Objectives: Unstable fractures of the distal clavicle usually require surgical fixation to achieve satisfactory results. The traditional method using Kirschner-wire (K-wire) fixation has always been adopted in the past. However, complications commonly occur. Over the last two years, we have adopted a claviclular hook plate fixation method to treat such cases and the preliminary results are highly satisfactory. The purpose of this study is to review the clinical outcomes of the to techniques. Patients and Methods: Between 1999 and 2002, ten unstable fractures of the distal clavicle were operated on using K-wire fixation at our institution. During 2002-2004, eight consecutive cases were treated by hook plate fixation.
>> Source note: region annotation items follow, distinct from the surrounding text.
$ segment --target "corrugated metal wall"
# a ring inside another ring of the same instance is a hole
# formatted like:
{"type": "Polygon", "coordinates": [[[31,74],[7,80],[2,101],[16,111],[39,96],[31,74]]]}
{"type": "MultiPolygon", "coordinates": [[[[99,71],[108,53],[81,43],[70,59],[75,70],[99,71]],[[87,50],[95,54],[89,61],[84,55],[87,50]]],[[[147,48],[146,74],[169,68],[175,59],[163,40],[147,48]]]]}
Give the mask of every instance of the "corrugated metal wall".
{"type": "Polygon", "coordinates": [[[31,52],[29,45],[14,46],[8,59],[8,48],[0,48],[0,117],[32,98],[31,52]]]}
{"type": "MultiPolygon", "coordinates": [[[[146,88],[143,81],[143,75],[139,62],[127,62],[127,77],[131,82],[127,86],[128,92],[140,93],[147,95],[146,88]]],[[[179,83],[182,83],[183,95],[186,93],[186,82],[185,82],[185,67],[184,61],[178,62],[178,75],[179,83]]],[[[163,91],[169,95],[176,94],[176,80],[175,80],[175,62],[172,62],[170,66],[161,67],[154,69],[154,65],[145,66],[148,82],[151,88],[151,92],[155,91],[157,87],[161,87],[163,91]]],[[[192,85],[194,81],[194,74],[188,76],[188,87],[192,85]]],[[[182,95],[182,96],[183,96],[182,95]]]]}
The clinical results were evaluated by a popular shoulder scoring system. The Fisher's exact test was used to analyze gender versus type, confounding medical conditions, complication rates, symptomatic hardware rates, elective hardware removal rates, and the ability to return to work. A Mann-Whitney U test was used to compare the shoulder scores. Results: The mean shoulder score for K-wire fixation was 80±5.3 points and for hook plate fixation was 94±4.8 points (p=0.05). Hook plating had a significantly lower rate of loss of reduction (p=0.013) and symptomatic hardware (p=0.025). In addition, hook plate fixation resulted in a higher rate of return to work (p=0.025). Conclusion: If surgery of distal clavicular fractures is indicated, internal fixation with a hook plate has distinct advantages over the K-wire method.